If you go into watching Evil Dead II with anything other than the desire to laugh, you’re likely to be disappointed. Director Sam Raimi and his collaborators, high school friends Scott Spiegel (who co-wrote the screenplay with Raimi) and Bruce Campbell, who stars in the film, set out specifically to make a horror comedy.
In a nutshell, the story goes something like this: Raimi and Campbell make a low-budget horror film called Evil Dead. It’s a standard group-of-friends-in-a-cabin-in-the-woods, supernatural evil, genre film. It’s by no means an inept film, but the seams are visible, the acting is poor and audiences respond with jeers and laughter. It achieves a bit of cult status. They decide to ‘remake’ the film, but as a comic send up of low-budget horror flicks, and call it a sequel.
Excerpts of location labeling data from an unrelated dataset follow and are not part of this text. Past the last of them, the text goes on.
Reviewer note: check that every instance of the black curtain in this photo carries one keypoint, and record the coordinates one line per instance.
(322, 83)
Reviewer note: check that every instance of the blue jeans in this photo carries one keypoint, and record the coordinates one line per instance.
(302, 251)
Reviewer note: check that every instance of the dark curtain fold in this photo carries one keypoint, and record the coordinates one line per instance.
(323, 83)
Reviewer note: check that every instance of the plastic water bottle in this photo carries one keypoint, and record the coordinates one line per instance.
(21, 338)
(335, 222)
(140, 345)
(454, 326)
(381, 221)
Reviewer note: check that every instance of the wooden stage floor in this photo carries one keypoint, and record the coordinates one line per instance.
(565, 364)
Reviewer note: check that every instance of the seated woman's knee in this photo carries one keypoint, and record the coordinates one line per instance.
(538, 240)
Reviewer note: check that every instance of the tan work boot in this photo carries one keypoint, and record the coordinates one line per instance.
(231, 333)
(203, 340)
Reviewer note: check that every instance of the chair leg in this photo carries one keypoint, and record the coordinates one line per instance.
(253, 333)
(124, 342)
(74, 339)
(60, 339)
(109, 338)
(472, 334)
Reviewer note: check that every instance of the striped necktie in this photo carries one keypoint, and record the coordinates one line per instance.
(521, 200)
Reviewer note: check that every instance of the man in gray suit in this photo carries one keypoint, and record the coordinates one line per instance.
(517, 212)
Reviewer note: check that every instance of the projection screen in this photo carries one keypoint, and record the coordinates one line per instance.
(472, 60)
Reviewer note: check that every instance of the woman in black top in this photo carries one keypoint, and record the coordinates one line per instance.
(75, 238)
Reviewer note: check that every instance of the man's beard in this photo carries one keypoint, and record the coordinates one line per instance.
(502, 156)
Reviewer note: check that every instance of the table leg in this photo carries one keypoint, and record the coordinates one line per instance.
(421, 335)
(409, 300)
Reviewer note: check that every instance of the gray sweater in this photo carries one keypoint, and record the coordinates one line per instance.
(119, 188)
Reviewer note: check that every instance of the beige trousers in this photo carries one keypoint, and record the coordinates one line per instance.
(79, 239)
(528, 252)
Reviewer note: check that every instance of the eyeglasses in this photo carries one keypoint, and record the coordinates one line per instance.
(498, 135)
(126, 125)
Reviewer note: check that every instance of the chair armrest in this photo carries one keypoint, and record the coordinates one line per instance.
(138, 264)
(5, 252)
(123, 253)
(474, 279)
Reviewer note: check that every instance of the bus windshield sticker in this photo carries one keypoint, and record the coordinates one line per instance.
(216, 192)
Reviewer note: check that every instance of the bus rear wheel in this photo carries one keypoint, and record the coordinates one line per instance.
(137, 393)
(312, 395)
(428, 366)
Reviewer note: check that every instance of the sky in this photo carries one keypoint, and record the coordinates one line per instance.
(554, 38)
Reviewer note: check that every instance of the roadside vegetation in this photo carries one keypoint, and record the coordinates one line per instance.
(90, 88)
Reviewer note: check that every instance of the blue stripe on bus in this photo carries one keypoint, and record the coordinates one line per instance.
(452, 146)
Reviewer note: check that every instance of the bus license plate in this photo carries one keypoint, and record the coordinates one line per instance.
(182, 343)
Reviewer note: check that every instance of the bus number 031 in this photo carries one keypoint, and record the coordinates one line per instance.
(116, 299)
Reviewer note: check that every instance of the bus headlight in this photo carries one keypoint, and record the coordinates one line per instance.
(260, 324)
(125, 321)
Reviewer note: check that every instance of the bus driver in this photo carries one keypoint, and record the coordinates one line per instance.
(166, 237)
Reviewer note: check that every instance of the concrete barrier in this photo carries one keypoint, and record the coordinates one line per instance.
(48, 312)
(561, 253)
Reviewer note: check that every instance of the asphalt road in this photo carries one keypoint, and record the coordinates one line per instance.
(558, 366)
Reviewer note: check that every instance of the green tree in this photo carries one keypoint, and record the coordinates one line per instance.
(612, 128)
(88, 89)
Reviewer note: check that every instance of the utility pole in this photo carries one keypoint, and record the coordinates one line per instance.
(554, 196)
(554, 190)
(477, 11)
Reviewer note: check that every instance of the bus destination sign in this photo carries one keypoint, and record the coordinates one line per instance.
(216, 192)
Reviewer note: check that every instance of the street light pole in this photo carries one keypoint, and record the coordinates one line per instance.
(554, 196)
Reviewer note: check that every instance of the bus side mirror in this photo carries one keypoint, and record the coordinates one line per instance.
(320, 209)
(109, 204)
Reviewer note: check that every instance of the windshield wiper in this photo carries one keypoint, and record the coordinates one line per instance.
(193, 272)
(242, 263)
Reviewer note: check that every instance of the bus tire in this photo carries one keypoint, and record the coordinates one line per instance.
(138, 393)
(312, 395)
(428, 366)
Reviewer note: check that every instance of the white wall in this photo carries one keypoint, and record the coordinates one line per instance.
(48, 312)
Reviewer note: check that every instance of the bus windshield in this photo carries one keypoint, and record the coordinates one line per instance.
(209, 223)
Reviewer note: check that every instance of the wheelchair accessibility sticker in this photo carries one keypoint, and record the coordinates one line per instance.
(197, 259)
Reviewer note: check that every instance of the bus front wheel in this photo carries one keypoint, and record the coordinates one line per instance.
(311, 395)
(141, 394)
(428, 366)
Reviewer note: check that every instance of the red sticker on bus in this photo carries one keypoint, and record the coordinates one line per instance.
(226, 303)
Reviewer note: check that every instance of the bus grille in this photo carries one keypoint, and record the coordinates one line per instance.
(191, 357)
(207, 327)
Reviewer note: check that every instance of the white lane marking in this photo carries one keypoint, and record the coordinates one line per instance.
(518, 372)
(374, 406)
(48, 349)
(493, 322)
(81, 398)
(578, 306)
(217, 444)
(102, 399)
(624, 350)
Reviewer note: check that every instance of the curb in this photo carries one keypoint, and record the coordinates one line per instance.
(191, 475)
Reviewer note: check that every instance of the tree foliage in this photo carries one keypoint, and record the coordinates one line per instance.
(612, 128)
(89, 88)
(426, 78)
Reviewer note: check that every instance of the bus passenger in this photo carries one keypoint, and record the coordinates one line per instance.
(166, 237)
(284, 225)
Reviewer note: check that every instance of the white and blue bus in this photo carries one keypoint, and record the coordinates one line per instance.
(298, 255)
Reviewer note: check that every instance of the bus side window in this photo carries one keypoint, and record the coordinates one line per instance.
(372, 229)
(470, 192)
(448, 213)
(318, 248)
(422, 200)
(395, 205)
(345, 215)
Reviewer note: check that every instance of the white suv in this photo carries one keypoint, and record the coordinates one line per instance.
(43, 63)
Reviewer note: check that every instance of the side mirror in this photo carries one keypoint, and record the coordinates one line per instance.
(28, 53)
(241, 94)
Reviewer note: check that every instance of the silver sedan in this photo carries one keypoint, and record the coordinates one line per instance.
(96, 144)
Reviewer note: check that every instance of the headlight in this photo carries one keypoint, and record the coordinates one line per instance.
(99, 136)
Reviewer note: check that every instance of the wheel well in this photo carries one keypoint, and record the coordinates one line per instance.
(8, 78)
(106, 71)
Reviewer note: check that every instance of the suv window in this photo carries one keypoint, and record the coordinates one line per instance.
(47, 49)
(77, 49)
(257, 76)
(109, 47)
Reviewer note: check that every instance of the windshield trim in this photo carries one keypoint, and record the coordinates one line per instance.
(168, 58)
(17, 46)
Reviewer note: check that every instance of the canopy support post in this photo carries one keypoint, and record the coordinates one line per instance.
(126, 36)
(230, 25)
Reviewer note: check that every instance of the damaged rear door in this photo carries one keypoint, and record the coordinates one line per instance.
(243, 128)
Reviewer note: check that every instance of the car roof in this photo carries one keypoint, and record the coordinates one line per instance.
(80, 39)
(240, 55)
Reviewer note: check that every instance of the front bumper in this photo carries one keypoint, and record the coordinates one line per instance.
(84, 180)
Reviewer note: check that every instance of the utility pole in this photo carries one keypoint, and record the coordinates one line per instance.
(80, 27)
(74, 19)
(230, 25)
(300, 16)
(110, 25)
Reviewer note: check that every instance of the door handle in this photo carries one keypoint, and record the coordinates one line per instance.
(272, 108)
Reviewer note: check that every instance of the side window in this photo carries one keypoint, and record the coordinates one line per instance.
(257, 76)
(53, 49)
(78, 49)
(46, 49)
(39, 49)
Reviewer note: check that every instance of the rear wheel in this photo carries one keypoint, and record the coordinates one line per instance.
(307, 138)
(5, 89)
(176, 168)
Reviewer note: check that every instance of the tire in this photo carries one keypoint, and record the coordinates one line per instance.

The plot is beside the point and to even give it more than a moment’s thought is to miss the point of the exercise. Evil spirits taunt Campbell’s character Ash in an isolated cabin. He periodically becomes possessed, providing the makeup department an excuse to blow the budget on rubber and latex for his face. What’s worth paying attention to is the atmosphere, the effects, and the comedy.
That said, it’s admittedly hard to enjoy the humor of Evil Dead II at home. It demands an audience. It demands a shared experience with other like-minded people. Repeated viewings may become tired and humorless, though not less appreciative.
If the main impetus for making the film was for the brothers Raimi and Bruce Campbell to one-up themselves, the secondary reason appears to be to provide any excuse to simply abuse Campbell in every imaginable way. His acting is absolutely heroic. He is beaten, tossed, turned, spun, and splattered and doused with red, black, and green liquids. There is hardly a frame of the film he’s not in, and there’s a hardly a frame of film that doesn’t involve some kind of tremendous physical feat of endurance or comedy – or both together.
At various stages in the film, Campbell has to be either possessed or battling demons or longing for the girlfriend he had to chop up and bury in the first ten minutes. Sometimes he has to do all those things together. And then his hand has to play possessed! And then he chops that off and Campbell has to play a handless hero for the second half. There is a sequence that reveals him to be a tremendous physical actor in which his hand has to appear to act independently from the rest of his body. Then a (hand to hand?) confrontation ensues between them. This requires that Campbell repeatedly punch himself, smash dishes over his own head and, the coup de grace, flip himself over onto his back.
I’m throwing a lot of praise Campbell’s way and for good reason. He is the only actor really worth mentioning and who really has any acting to do. The other five actors in the film, including the aforementioned girlfriend and four strangers who turn up later, are primarily there to give the evil spirits someone to kill. Because Campbell is the hero and this is a horror film. And horror films need someone to maim.
But without a doubt, much praise has to be given to Raimi as a director. Evil Dead revealed him to be an innovative filmmaker, able to cobble together convincing and interesting effects with virtually no budget. In Evil Dead II he had more money, though still very low-budget by contemporary standards, and finds endlessly fascinating ways to create gore and use inventive camera work to make a genre film look unique.
His use of tilted angles, shaky-cam, distorted lens views and surreal images made him perhaps one of the few filmmakers who could really capture the visual landscape of comic books on film. That may go a long way toward explaining how he was selected to direct all three Spiderman films. While his style became mostly subservient to the Hollywood studio genre machine for his work on that trilogy, you can still catch signature Sam Raimi moments that he was still developing during Evil Dead II. They are also techniques that have continued to serve him as he has remained one of the best directors of the macabre working in films today.